The move was the start of a week-long strike that marks the latest phase in the battle for democracy in the city.
The strike comes as dozens of the city’s tycoons and business leaders paid a rare group visit to Beijing to meet China’s communist leaders, who want to bolster support from Hong Kong’s pro-establishment billionaire elites for the central government’s policies on the semi-autonomous city.
Student organisers are dismayed over Beijing’s decision in August to rule out open nominations for candidates under proposed guidelines for the first-ever elections for Hong Kong’s top post, which had been promised for 2017.
The National People’s Congress, China’s legislature, insists that election candidates be vetted by a committee. Many of the tycoons visiting Beijing are part of a similar body that selects Hong Kong’s leaders.
Hong Kong’s democracy battle has led to increasing tension and division, with activists threatening to stage a “mass occupation” of the Asian financial hub’s central business district – possibly next week – as part of a civil disobedience campaign to press their demands.

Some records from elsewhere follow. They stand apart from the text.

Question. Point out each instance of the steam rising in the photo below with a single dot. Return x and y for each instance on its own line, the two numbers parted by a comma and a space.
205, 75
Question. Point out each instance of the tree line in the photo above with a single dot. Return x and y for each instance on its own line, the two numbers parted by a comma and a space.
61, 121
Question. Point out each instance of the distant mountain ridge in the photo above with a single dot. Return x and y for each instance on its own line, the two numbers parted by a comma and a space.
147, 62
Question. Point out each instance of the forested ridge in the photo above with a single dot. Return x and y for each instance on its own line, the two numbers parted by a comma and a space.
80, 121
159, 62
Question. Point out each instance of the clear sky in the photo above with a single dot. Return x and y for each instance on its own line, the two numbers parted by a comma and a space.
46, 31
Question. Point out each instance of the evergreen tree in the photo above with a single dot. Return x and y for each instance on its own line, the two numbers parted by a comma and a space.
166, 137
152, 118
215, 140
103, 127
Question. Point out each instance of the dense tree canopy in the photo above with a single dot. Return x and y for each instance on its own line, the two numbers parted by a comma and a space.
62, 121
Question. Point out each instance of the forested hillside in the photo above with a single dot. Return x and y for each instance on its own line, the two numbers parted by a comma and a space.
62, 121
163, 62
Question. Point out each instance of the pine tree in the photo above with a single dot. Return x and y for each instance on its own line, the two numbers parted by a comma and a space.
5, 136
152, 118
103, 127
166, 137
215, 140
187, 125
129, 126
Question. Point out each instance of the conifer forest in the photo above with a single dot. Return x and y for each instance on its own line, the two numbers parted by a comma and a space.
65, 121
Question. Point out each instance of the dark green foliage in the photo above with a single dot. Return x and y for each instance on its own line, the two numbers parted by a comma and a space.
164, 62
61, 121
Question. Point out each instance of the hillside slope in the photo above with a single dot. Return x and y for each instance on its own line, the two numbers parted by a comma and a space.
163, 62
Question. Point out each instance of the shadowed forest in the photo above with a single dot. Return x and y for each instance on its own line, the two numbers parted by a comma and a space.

China took control of the former British colony in 1997, agreeing to let it keep civil liberties unseen on the mainland and promising that the leader can eventually be chosen through universal suffrage. But Beijing’s insistence on screening candidates for patriotism to China has stoked fears among democracy groups that Hong Kong will never get genuine democracy.
“The student strike will mark the turning point of the democratic movement,” Alex Chow, secretary-general of the Hong Kong Federation of Students, told about 13,000 students from 24 institutions who took part in a rally at the Chinese University of Hong Kong yesterday. “We will not have illusions in the government anymore, but we’ll have faith in ourselves. We are willing to pay the price for democracy.”
Students plan to gather daily for the rest of the week in a downtown park next to government headquarters. A smaller group of high school pupils plans to join the strike on Friday.
Mr Chow said: “Pre-selected candidates by a controlled nominating committee can only represent vested interests, but not the general public.”
He urged Hong Kong’s government to respond to demands for reform, adding: “If we hear nothing from them, the students, the people will definitely upgrade the movement to another level.”
About 380 academics and school staff have signed a petition supporting the students.
Dixon Sing, a political science professor at Hong Kong University of Science and Technology, said the organisers are “trying to inspire many fellow classmates to be aware of and be devoted to the democratic movement”.
In Beijing, more than 60 Hong Kong tycoons, including Li Ka-shing, Asia’s richest person, met president Xi Jinping. It is only the second time such a big delegation has visited Beijing since the 1997 handover.
The tycoons urged democracy activists to avoid a confrontation, and said that Beijing won’t change its mind.